Incendie de Crans-Montana : quand la Suisse facture les soins, Rome crie à l’ignominie
C’est un signal d’une rare virulence qu’a adressé la présidente du Conseil italien, Giorgia Meloni, aux autorités suisses. Face à l’intention déclarée du Canton du Valais de réclamer à l’Italie le remboursement de 108 000 euros de frais hospitaliers engagés pour trois jeunes Italiens blessés dans l’incendie de Crans-Montana, Mme Meloni a dénoncé sur les réseaux sociaux une « demande ignoble », précisant que Rome la « renverrait à l’expéditeur ». Ainsi, une polémique qui couvait depuis l’envoi accidentel de factures aux familles s’est muée en incident diplomatique assumé.

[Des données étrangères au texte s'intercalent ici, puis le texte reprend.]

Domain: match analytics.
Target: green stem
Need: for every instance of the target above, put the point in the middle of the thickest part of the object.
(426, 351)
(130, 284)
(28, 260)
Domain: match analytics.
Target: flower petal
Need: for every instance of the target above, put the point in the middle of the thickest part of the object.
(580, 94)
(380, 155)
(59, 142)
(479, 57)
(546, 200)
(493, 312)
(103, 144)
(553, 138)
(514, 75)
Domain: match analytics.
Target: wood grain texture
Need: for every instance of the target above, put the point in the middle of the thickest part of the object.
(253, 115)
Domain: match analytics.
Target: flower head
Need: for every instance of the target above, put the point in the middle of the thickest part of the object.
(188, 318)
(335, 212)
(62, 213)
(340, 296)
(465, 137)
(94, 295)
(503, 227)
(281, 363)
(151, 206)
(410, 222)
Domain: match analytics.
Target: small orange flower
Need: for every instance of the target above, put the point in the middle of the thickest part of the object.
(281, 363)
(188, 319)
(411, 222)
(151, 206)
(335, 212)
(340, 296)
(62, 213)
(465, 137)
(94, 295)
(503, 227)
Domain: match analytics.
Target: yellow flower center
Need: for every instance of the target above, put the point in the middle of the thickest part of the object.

Tout avait commencé dans la nuit de la Saint-Sylvestre, lorsqu’un brasier meurtrier avait ravagé le bar Constellation, faisant plusieurs victimes parmi une clientèle majoritairement italienne. Dans les jours suivant le drame, la Suisse avait pris en charge, à l’hôpital de Sion, les soins de quelques heures prodigués aux blessés légers. À l’époque, nul n’avait évoqué de contrepartie financière. Mais début avril, les familles avaient reçu des factures « par erreur » ; aujourd’hui, la mutuelle helvétique confirme qu’elle se tournera officiellement vers l’État italien, le président du Conseil d’État valaisan Mathias Reynard ayant indiqué à l’ambassadeur Gian Lorenzo Cornado que le droit cantonal interdisait toute exonération.
De Rome à Turin, l’onde de choc a été immédiate. Si l’exécutif italien crie à l’indécence, c’est qu’il met en parallèle la solidarité dont son système de santé a fait preuve : l’hôpital Niguarda de Milan a soigné durant des semaines deux ressortissants suisses grands brûlés, sans jamais présenter de facture, tandis que la protection civile du Val d’Aoste a participé aux opérations de secours. Dans la presse transalpine, le contraste est saisi comme le symbole de deux cultures – ici la rigueur réglementaire, là la logique du don – qui ne se comprennent plus. Pour la Neue Zürcher Zeitung, cette affaire illustre un « choc entre la bureaucratie suisse et l’émotivité italienne », un cliché lourd de sous-entendus dans une Confédération où la gestion administrative est érigée en principe fédéral.
Pourtant, au moment où la diplomatie s’enflamme, un autre récit, plus intime, vient rappeler l’ampleur humaine du drame. À Turin, la jeune Elsa, quinze ans, est sortie après cinquante-huit jours de soins intensifs au Centre des grands brûlés du CTO. Transférée à l’hôpital pédiatrique Regina Margherita, elle entame une longue rééducation. Ses parents ont tenu à remercier les équipes médicales suisses et italiennes qui se sont succédé à son chevet, comme pour souligner que la coopération sanitaire transfrontalière avait su, elle, fonctionner sans heurt.
Dans l’arc alpin, cet épisode réveille des interrogations rarement posées en temps normal. La région francophone du Valais, dont l’économie touristique dépend largement de la clientèle italienne, voit soudain sa réputation d’hospitalité mise en cause. Du côté de Paris et de Bruxelles, où l’on observe cette querelle avec une certaine perplexité, on rappelle que l’Union européenne a harmonisé la prise en charge des soins transfrontaliers via la carte européenne d’assurance maladie – dont la Suisse, non-membre de l’UE, ne fait pas partie. Ce vide juridique pourrait bien inciter Berne et Rome à négocier un accord bilatéral sur les secours d’urgence, sous peine de voir la prochaine saison touristique polluée par un contentieux dont personne ne sortira grandi.